Doch kann man wirklich computersüchtig werden? Wissenschaftliche Beweise dafür fehlen bislang. Psychologen haben allerdings herausgefunden, dass Menschen, die übermäßig viel Zeit mit Computerspielen verbringen, oft an anderen psychischen Störungen leiden. Soziologen verweisen darauf, dass man es hier mit einem relativ neuen Medium zu tun hat. Auch in Büchern und im Fernsehen habe man anfangs hohe Gefahren- und Suchtpotenziale gesehen.
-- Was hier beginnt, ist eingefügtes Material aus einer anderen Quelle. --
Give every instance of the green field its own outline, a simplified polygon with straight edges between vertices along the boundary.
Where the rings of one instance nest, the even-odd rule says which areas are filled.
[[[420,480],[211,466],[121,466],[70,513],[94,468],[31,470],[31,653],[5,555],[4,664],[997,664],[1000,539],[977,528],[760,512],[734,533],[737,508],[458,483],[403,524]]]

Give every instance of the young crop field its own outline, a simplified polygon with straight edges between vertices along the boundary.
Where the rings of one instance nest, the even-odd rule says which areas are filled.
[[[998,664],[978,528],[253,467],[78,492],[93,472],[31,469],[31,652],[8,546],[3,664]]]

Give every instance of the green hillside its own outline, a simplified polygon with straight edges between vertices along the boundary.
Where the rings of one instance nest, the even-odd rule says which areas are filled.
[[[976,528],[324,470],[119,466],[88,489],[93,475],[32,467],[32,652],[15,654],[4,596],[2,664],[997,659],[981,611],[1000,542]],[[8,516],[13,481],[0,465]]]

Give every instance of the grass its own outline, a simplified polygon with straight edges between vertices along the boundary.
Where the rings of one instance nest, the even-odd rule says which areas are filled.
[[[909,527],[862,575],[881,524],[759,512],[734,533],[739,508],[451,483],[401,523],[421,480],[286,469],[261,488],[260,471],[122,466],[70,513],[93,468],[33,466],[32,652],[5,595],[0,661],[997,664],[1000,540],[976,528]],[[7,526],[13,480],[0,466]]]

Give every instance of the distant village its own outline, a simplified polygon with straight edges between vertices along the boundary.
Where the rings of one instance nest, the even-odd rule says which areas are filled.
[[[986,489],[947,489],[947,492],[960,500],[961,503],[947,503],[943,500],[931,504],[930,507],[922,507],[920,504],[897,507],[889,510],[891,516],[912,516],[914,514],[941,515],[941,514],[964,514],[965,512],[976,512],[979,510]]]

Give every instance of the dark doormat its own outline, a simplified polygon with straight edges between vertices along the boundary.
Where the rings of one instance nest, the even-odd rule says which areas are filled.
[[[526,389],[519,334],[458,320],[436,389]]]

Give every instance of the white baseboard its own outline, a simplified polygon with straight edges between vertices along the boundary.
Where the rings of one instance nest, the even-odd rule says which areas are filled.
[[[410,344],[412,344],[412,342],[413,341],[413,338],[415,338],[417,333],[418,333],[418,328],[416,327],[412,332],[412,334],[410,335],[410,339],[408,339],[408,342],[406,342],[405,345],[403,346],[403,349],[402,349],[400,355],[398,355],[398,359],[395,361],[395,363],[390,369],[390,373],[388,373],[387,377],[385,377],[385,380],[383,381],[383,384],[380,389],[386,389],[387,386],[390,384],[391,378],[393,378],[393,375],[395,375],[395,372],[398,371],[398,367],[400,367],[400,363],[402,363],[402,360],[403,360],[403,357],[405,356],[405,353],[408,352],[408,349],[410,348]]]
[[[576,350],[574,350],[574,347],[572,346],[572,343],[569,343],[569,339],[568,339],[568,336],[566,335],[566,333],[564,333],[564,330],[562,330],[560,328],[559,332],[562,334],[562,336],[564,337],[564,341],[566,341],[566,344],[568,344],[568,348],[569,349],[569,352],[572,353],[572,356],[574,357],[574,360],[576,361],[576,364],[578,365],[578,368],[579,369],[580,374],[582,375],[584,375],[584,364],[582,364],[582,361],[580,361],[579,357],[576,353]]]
Mann mit Mütze spielt ein Computerspiel, bei dem er mit einem Maschinengewehr auf eine andere Person zielt

"Ego-Shooter" sind ins Visier von Jugendschützern geraten

Weiteren Diskussionsstoff liefert der Gewaltaspekt mancher Spiele. Nach Amokläufen an Schulen in Erfurt und Emsdetten sind besonders sogenannte "Ego-Shooter" in die Kritik geraten, wo man als Ein-Mann-Armee zu allen möglichen Waffen greifen kann, um seine Gegner zu töten. Doch auch hier gilt: Mit einer Forderung nach einem Verbot dieser "Killerspiele" macht man es sich zu einfach. Die Forschung hat noch keinen verlässlichen Zusammenhang zwischen virtueller und realer Gewalt herstellen können.

Gewalt und Gewaltdarstellungen als Teil der menschlichen Kultur finden sich in allen Medien – von Bildern über Bücher bis zu Filmen. Allerdings ist fraglich, ob die virtuelle Welt tatsächlich lediglich ein neues Medium darstellt oder als Parallelwirklichkeit zu verstehen ist und somit nach anderen Maßstäben beurteilt werden sollte. Die Diskussion darüber ist in vollem Gange und wird uns angesichts des Fortschritts, den die Technik auf diesem Gebiet macht, noch lange beschäftigen.